Il Consiglio Elettorale Nazionale dell’Ecuador ha proclamato la vittoria del presidente uscente di destra Daniel Noboa alle elezioni presidenziali, dopo un netto vantaggio sulla candidata di sinistra Luisa González. Con il 92% delle urne scrutinate, Noboa ha ottenuto il 55,8% dei voti, contro il 44,1% della sfidante, con un margine superiore al milione di preferenze.
I dati, giudicati “irreversibili” dalla presidente del Consiglio elettorale Diana Atamaint, hanno segnato un divario sorprendente rispetto al primo turno dello scorso febbraio, quando Noboa superò González per poco più di 16.000 voti. L’ampiezza dello scarto ha alimentato sospetti e polemiche tra i sostenitori dell’opposizione.
González, parlando ieri sera a Quito ai suoi simpatizzanti, ha rifiutato di riconoscere la sconfitta. “È il peggiore e più grottesco broglio elettorale nella storia dell’Ecuador”, ha dichiarato, annunciando la richiesta di un riconteggio e dell’apertura delle urne. “Mi rifiuto di credere che un popolo preferisca la menzogna alla verità, la violenza alla pace e all’unità”, ha aggiunto.
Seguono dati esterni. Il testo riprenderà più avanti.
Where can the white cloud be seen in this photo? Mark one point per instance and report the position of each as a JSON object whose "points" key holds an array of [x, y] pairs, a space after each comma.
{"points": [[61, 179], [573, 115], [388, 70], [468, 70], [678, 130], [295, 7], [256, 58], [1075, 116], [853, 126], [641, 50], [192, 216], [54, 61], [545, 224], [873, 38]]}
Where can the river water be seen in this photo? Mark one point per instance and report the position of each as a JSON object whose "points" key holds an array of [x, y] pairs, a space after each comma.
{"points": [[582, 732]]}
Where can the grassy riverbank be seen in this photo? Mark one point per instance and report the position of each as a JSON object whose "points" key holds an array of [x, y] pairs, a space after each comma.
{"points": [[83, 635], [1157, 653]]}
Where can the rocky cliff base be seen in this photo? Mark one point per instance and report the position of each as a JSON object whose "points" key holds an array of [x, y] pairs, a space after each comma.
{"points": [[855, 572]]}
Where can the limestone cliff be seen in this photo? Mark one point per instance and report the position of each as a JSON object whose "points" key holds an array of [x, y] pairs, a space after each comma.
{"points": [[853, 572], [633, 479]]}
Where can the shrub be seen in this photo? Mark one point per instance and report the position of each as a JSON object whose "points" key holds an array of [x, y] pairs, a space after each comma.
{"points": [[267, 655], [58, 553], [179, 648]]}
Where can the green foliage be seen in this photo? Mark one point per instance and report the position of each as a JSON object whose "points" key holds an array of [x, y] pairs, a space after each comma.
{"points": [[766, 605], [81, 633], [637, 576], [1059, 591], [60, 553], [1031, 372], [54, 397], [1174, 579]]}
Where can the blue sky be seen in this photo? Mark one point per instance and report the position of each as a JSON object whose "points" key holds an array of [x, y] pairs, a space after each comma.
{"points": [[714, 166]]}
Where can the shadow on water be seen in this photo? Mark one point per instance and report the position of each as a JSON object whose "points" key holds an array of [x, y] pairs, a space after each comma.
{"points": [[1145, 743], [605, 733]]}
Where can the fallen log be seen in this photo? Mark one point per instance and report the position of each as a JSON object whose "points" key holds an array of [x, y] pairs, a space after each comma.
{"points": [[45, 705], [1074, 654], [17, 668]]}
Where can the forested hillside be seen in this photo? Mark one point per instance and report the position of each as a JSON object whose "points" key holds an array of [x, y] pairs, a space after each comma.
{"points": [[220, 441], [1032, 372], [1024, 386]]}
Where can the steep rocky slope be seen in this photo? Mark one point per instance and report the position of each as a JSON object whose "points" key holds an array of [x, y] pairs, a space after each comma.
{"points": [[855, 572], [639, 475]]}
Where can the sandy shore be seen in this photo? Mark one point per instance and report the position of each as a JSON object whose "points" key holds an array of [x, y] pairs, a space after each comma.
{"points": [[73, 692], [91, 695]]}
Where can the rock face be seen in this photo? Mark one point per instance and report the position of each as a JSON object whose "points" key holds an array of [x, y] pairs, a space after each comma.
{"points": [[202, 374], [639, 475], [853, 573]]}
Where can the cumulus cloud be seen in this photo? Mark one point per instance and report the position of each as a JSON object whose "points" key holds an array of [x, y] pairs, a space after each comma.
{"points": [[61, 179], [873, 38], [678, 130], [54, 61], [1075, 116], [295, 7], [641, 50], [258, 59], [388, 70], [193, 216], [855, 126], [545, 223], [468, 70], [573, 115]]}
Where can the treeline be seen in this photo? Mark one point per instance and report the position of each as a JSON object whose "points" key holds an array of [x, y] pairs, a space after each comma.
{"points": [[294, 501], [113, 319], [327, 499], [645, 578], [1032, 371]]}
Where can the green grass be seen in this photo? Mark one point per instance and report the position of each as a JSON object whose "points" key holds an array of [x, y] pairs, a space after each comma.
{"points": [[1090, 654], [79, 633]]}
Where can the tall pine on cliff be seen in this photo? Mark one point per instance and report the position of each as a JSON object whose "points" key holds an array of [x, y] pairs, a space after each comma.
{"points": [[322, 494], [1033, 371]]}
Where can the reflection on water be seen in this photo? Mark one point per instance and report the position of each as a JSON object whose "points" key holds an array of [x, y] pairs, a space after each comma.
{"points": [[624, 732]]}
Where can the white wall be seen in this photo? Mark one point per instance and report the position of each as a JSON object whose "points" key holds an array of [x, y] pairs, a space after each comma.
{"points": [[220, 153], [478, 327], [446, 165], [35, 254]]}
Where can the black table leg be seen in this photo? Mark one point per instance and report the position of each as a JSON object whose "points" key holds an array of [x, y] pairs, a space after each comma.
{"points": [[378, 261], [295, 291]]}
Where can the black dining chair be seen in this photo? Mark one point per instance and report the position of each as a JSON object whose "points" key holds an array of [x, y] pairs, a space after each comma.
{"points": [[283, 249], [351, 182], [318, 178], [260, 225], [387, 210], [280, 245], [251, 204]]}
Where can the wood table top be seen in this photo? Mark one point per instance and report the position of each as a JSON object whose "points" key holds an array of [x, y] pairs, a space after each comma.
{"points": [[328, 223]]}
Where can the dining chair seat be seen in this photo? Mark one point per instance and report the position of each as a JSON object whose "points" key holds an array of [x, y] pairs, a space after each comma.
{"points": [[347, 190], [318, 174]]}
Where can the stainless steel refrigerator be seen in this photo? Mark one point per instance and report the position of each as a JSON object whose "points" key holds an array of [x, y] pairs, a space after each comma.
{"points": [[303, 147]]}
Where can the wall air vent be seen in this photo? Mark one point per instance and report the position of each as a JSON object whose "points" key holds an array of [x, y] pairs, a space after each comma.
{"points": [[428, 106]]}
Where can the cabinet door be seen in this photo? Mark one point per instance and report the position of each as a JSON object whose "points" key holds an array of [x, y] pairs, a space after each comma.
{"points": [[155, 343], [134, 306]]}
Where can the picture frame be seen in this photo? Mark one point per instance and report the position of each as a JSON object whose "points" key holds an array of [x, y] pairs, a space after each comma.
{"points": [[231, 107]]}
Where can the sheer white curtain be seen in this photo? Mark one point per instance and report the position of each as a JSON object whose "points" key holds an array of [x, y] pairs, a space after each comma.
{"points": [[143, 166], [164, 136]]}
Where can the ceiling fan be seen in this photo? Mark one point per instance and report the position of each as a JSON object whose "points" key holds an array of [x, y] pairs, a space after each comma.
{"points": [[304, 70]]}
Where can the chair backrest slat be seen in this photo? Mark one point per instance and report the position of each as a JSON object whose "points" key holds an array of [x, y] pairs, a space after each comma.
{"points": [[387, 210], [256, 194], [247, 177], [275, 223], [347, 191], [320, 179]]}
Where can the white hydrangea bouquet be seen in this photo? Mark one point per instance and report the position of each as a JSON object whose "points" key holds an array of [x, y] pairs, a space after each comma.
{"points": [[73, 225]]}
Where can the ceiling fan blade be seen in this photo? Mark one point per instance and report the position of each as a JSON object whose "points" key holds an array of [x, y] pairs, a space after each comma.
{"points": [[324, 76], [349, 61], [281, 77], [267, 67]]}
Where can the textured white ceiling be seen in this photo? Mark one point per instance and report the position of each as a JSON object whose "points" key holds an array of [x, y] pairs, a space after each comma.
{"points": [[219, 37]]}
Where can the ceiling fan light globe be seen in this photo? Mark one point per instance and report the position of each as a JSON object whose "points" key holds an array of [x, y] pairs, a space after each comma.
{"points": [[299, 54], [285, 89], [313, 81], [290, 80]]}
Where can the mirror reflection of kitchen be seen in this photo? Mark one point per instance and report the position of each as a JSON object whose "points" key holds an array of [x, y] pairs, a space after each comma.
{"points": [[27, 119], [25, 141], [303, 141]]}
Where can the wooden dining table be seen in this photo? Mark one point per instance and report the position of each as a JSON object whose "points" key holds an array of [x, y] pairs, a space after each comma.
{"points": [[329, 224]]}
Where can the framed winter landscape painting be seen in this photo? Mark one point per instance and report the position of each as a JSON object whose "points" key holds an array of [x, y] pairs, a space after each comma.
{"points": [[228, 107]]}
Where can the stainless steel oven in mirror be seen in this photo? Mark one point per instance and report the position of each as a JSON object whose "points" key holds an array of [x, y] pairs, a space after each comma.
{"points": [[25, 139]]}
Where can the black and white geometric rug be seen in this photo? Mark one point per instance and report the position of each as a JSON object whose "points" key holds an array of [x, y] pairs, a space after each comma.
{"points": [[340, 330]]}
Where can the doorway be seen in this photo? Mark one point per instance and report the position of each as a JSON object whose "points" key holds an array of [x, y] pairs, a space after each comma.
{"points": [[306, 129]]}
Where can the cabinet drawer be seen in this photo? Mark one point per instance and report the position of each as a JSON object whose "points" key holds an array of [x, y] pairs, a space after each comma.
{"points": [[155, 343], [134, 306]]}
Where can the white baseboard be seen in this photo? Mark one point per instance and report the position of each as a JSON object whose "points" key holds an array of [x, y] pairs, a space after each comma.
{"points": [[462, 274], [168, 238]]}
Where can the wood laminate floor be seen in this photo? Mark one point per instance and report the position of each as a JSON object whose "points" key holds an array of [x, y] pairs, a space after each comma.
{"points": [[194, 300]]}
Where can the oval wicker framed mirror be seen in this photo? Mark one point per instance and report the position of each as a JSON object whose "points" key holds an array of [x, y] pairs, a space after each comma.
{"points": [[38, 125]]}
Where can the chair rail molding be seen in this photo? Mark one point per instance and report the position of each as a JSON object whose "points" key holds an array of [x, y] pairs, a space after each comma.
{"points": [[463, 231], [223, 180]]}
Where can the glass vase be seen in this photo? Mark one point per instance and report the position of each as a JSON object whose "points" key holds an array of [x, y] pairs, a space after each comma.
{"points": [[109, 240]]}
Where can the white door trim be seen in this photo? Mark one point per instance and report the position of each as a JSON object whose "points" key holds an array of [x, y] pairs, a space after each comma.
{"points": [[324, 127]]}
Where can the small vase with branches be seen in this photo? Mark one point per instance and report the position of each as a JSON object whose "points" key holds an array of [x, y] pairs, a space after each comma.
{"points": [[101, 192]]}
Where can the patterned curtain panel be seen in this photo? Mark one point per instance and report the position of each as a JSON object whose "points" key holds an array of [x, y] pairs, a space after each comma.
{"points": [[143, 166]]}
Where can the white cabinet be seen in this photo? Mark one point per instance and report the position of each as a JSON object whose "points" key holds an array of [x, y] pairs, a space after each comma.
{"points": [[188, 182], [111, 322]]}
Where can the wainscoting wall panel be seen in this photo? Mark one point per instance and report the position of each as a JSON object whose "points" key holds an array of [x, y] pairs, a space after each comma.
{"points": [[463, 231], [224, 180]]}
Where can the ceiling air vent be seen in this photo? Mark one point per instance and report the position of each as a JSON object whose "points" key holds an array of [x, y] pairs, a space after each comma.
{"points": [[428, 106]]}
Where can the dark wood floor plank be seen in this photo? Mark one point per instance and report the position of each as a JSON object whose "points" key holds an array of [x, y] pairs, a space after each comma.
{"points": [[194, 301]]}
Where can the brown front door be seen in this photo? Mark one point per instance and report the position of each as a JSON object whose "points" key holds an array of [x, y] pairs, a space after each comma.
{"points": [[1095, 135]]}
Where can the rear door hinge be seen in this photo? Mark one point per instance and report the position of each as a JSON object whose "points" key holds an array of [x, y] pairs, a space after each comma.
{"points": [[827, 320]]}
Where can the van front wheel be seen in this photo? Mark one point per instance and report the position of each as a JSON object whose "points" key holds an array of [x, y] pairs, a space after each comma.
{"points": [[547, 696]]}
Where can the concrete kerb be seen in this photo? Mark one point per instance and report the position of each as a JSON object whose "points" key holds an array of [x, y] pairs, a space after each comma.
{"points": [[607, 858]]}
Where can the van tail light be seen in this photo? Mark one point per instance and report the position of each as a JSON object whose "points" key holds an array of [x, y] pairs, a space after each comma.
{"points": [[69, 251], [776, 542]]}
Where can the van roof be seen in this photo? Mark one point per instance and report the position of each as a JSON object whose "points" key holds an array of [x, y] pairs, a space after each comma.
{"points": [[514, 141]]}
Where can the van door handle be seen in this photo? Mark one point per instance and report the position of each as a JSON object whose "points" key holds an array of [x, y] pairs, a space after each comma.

Anche l’ex presidente Rafael Correa, mentore politico di González, è intervenuto sui social definendo i risultati “impossibili” e denunciando presunte irregolarità. Già nei giorni scorsi, Correa aveva lanciato l’allarme sul rischio che il governo in carica potesse rifiutarsi di lasciare il potere in caso di sconfitta.
Dall’altra parte, Noboa ha ringraziato i suoi elettori definendo il risultato “indiscutibile” e frutto del lavoro svolto soprattutto nelle sette province del litorale, dove ha concentrato la campagna con operazioni militari contro la criminalità e aiuti diretti a famiglie e imprese.
Nella capitale Quito la tensione resta alta. A Guayaquil e lungo la costa centinaia di sostenitori di Noboa sono scesi in strada tra bandiere e cori, celebrando quella che considerano una conferma della linea dura contro l’insicurezza e la crisi economica.
La proclamazione ufficiale dei risultati definitivi è attesa nei prossimi giorni. Nel frattempo, si profila un acceso braccio di ferro politico e legale attorno alla legittimità del voto.